1. No transit-zone support. If a user dispatches a plain GoToPlace whose planned path happens to pass through a zone, no ZoneEntry / ZoneExit events fire — zones are only honored when the task / event is explicitly GoToZone. Transit-zone handling is deferred to a later stage (lift cabin zone and lift waiting zone).

2. ZoneExit only fires on zone exit-lane traversal. If a subsequent plan starts inside the zone but the startset resolves to a waypoint outside the zone (an edge case where the robot's startset has already merged onto an external waypoint), the exit lane is never traversed and the booking is not released through the normal path. But the zone supervisor's periodic stale-booking check (default every 60 s) will eventually remove such bookings.

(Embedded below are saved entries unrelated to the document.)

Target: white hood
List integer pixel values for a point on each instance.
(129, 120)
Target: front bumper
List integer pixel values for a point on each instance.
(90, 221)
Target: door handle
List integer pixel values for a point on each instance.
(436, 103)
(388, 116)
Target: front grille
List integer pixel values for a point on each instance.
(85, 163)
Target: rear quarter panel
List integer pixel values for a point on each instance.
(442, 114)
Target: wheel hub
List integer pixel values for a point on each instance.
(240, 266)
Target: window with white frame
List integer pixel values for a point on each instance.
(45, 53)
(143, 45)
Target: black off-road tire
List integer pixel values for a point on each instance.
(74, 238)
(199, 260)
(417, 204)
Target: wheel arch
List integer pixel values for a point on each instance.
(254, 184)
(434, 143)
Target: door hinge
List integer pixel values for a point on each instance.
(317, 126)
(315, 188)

3. Direct GoToPlace to a zone internal vertex is soft-blocked, not hard-blocked. Zone internal vertices are exposed in RViz / Traffic Editor only by their "short name" (e.g. wait_2), the fully qualified form (consultation#R#p1#wait_2) that GoToPlace would need to resolve is intentionally hidden. This discourages, but does not prevent, a user from dispatching GoToPlace directly to a zone waypoint — which would bypass the supervisor and leave the zone in an inconsistent state.

GenAI Use

We follow OSRA's policy on GenAI tools

• I used a GenAI tool in this PR. ( Claude Code Opus 4.6 for code review & edge cases analysis like task cancelled during zoneentry/zoneexit, booked zone wp but haven't entered zone and etc... )
• I did not use GenAI

[kjchee]

Hi @mxgrey, noting down our planned responses to your comments from yesterday's Interoperability Meeting.

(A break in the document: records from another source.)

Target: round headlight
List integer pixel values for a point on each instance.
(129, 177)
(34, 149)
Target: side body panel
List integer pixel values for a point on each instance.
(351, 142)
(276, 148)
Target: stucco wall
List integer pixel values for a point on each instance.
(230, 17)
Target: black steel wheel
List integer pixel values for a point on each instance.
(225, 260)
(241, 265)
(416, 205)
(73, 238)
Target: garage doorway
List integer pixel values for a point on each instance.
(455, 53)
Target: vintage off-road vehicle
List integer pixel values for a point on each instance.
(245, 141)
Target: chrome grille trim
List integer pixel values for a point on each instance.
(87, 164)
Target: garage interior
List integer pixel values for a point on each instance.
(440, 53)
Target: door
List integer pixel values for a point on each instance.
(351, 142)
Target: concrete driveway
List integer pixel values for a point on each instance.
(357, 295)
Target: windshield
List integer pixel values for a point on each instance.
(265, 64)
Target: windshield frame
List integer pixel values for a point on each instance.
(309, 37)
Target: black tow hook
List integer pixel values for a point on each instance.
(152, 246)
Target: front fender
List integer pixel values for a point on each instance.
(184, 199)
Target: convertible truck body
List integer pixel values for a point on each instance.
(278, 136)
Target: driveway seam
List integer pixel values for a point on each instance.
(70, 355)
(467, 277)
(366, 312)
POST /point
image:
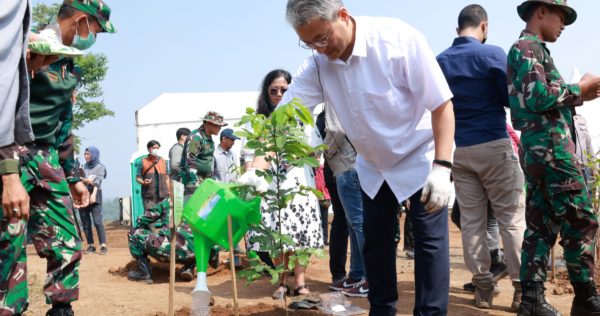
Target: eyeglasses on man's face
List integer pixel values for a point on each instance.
(318, 44)
(274, 91)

Comment 1: Remove the same-vertex entry/exit lane restriction

• Remove the restriction (replace the hard refusal with a warning, as you suggested).
• Users could implement their own mutex group outside the zone to control access to the entry lane.
• Note: after a new round of internal discussion, we found that the original reason for the rule was robot pile-up at the zone entry when internal vertices are fully occupied. We'll solve that root cause separately. For Stage A, users proceed without the restriction. In a future stage, we plan to add a "go-to-waitpoint" mechanism that redirects to a wait point when the zone is full at task dispatch.

Comment 2: Remove the zone guard model

• Remove the guard. A robot already in the zone can be picked for a new GoToZone targeting the same zone. The assigned waypoint depends on the new modifier the user provides.

Comment 3: Opt-in / opt-out of zone stubbornness

• Add the option at the task level (optional parameter on GoToZone), defaulting to on.